Indexing software has taken some of the drudgery out, allowing indexers to search, sort and edit much more easily than the days of pen and index cards. But no program can yet match the flesh-and-blood indexer’s skill for evaluating and categorizing.

“The work of compiling a subject index is still, principally a subjective, humanistic one. It is a job of deep reading, of working to understand a text in order to make the most judicious selection of its key elements,” Duncan writes in his history.

Most indexers are freelance and most are women. Quite a few are also librarians or book editors. Many have specialties, such as cookbooks or theology. They take their job seriously. The Indexing Society of Canada declined to hand out its annual award this year because it decided no index reached the required level of excellence.

“What we are looking for is that elusive quality of elegance. Elegance is that sense that there is an unusual clarity, a memorable ease of use, a succinctness, or even a strikingly simple presentation of difficult ideas,” the society said.

The American Society for Indexing is just as exacting. It says that an index must have a number of qualities to rate its annual award: “Succinctness; the right word in the right place – even if the word isn’t found in the text; a certain ‘charm’; visual appeal; a sense that the index contains exactly what it needs to, no more, no less; simplicity; grace.”

Those are not things you expect to find in an average Google search. For all the amazing power of modern search engines, they don’t arrange the results in the orderly, rational way a good index does. In the Internet’s early days, someone called it the world’s biggest library, run by drunks.

“I think the greatest value that an index offers is that it is curated and carefully constructed,” said award-winning Edmonton indexer Stephen Ullstrom in an e-mail. “Search, in contrast, whether in a PDF or ebook or on a search engine, is quite a crude tool. It requires the user to do the hard work of evaluating each hit for relevance, which gets unwieldy beyond 10 or 20 hits.”

The search functions on ebooks tend to be unsatisfying. Readers can search quickly by keyword, but that’s not the same as having contents organized by subject. Many ebooks have no index. Or they have an index from the print version, which doesn’t work well for a product with no page numbers.

That may change as ebooks evolve and AI grows more powerful. For now though, it is hard to match the ease of finding something in the index of a physical book and thumbing through it to the right page. Readers have been doing it since Dickens was a boy, most of them giving no thought whatever to those who make it possible.

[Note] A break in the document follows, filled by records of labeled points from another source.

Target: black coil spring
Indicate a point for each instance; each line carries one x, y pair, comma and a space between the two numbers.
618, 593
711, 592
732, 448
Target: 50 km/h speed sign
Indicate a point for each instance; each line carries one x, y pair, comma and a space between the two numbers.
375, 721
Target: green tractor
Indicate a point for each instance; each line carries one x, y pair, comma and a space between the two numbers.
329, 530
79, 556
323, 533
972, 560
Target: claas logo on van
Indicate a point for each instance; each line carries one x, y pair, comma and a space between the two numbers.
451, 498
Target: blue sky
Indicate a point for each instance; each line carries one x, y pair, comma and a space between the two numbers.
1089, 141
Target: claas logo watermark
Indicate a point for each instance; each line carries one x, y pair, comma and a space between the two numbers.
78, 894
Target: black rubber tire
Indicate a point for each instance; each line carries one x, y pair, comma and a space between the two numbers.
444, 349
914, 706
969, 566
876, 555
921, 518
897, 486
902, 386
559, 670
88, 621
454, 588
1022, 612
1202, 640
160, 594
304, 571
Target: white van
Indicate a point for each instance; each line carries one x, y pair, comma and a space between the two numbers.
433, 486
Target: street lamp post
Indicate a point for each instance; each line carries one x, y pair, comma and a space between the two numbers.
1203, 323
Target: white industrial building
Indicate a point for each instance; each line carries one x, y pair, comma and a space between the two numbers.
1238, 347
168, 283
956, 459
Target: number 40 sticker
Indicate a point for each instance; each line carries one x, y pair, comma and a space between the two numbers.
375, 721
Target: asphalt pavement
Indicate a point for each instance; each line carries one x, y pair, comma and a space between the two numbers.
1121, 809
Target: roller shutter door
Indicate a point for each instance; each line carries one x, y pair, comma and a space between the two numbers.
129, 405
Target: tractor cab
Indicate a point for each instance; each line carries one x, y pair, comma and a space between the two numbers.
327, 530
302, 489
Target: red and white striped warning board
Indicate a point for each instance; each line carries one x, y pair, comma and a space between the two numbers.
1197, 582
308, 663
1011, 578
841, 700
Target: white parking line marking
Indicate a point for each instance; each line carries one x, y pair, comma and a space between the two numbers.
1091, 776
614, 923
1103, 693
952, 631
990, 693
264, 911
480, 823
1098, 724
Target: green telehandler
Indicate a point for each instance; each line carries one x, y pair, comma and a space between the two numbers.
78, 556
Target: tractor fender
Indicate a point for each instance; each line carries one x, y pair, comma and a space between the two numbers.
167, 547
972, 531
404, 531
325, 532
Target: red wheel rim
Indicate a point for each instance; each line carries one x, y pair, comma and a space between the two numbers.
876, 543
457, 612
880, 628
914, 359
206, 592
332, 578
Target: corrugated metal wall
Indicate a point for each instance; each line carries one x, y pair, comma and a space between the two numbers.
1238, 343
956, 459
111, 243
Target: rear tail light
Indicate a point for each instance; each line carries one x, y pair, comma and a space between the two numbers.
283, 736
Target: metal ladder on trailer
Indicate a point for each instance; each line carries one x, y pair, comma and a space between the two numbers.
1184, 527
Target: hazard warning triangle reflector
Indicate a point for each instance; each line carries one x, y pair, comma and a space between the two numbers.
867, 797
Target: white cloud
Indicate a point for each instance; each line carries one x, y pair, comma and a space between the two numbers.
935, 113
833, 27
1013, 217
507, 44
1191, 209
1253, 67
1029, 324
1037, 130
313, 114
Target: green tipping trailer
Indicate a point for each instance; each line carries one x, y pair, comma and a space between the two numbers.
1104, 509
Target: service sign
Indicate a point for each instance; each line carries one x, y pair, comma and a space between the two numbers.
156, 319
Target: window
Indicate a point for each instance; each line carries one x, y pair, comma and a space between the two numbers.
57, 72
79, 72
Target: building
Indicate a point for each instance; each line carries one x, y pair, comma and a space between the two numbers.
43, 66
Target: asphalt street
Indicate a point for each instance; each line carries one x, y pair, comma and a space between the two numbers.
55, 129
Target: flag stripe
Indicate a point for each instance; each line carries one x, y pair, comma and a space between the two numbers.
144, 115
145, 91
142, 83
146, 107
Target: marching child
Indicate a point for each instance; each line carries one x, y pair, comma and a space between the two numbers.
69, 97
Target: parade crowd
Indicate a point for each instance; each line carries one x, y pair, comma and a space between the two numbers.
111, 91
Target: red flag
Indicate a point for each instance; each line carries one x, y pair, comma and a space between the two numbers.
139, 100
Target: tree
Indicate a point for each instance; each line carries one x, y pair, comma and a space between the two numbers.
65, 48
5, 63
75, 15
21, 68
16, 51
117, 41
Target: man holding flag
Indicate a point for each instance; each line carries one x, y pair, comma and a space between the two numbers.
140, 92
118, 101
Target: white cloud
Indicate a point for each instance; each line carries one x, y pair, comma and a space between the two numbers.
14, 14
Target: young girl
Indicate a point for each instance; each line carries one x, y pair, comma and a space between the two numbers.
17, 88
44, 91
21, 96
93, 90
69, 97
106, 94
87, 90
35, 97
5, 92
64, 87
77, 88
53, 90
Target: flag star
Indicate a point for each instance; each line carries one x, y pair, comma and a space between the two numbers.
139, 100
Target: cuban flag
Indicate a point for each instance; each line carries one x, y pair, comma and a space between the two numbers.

Fedorak pondered for a while about what to do with “orgasmic pattern.” She was indexing Relating Carol Shields’s Essays and Fiction: Crossing Borders, a soon-to-be-published collection of essays edited by Alberta scholar Nora Foster Stovel. She decided that it made a good heading – better than another term she found, “ejaculatory mode” – but not perhaps a main heading. She put it under plot. The index item will read:

plot

dictionary, 239

Freytag’s triangle, 237

narrative arc, 7, 17, 152

the orgasmic pattern, 16, 20

rejection of the traditional plot, 17

replace plot, 150

surprise endings, 102

the spatula, 7, 16, 237, 238

The spatula? You’ll have to look it up – and thanks to Fedorak and her underappreciated craft, you can.